Some semi-surprising lessons from my experience:

  • Success in The Jetsons Future isn’t about making high-demand content. It’s about making extremely high-demand content that creates or satisfies great passion and that can’t be gotten elsewhere. (By “high-demand”, I’m not talking about quantity of fans. I’m talking about the level of passion that fans have for the content.)
  • As noted above, I’m shocked at how little I’ve missed having cable TV. I’ve found plenty of great entertainment to watch. I haven’t once, in eight months, thought to myself, “Gee, I have nothing to do and I really wish I could watch cable TV right now.”
  • Cord-cutting isn’t just about money; it’s about customer service as well. I actually cut the cord for one and only one reason: the cable boxes I was getting kept breaking, and I’d gotten sick of dealing with that ridiculous problem.

If I were in the MVPD world, I wouldn’t fear cord-cutting. I’d be absolutely terrified of it.

I’m a member of the first generation that was raised on television. I work in entertainment. Yet, I didn’t miss my 200+ channels in the least.

Millenials? Fuhgeddaboutit.

In a world of phone trees and waiting in a customer service lobby for an hour, I came thisclose to choosing to spend my Saturdays in sports bars rather than reestablishing service. Satellite providers absolutely refused to give me a no-term contract without my spending hundreds of dollars to buy their equipment. That, of course, is a joke. Cable is stunningly annoying to deal with – ask me about the offer to add TV to my internet-only package for $10 a month, which unsurprisingly was a pathetic bait and switch tactic.

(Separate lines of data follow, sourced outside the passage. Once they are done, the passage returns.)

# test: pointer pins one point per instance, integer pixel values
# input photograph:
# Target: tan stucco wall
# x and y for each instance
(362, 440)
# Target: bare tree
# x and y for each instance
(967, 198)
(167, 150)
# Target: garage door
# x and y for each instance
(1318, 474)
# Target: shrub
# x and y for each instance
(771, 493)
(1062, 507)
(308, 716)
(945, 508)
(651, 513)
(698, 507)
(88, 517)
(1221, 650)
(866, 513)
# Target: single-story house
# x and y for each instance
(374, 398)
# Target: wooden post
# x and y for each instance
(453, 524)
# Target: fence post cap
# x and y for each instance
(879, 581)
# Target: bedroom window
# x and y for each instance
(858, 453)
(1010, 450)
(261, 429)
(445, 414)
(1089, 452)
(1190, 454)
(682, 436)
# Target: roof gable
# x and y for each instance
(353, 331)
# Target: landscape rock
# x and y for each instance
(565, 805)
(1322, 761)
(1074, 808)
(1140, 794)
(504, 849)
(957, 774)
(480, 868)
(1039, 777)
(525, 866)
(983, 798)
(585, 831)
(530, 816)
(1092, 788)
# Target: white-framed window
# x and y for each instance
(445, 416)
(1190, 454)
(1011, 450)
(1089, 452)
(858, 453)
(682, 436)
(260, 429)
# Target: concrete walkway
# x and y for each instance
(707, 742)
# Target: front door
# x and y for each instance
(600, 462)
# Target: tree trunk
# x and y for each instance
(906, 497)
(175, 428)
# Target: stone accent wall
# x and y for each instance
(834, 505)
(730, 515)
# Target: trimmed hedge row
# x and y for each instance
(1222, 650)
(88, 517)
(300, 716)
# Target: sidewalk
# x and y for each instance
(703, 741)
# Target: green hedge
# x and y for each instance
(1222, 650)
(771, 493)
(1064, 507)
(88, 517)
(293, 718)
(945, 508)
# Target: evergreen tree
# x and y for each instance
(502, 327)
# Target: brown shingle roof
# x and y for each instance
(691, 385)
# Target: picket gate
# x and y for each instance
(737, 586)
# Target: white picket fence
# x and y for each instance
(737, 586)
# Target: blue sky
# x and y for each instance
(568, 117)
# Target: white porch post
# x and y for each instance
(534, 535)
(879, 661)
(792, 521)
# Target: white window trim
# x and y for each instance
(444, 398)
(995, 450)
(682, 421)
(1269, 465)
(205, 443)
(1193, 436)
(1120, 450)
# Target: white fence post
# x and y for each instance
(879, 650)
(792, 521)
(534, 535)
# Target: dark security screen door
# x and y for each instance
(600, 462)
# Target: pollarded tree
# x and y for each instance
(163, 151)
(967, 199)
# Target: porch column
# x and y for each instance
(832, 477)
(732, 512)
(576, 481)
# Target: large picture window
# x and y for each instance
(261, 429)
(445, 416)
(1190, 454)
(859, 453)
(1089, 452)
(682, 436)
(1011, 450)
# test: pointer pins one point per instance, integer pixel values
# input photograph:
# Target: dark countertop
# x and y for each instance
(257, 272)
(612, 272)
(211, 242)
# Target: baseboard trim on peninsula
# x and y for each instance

So, in a world where cord-cutting and cord-nevering are the new normal, what should you be doing right now? Why, I’m glad you rhetorically asked:

  • If I were a creator, I wouldn’t be looking to make unique and excellent content. I’d be looking to make content that connects on such a powerful emotional level that a large enough group of fans absolutely has to have it, no matter the cost or annoyance of obtaining it.
  • If I were an entrepreneur with an entertainment bent, I’d be looking to find audiences that are exceptionally passionate about something and don’t have a place to watch/listen to that something. (How did that work out for Twitch?)
  • If I were a content distributor – no matter how huge and seemingly all-powerful (hello, ESPN) – I’d be looking for ways to partner with similar distributors in order to create product packages that my consumers will pony up for.
  • If I were an MVPD, I’d realize that customers are slipping more comfortably into the driver’s seat every day, and I’d spend less time trying to maximize dollar spend per customer and far more time trying to maximize customer experience.

Most important of all, I’d make a point of realizing that, in the new world of entertainment and media, passion wins.

Make sure you’re inspiring passion…and not the kind of passion that says, “I’m done with you!”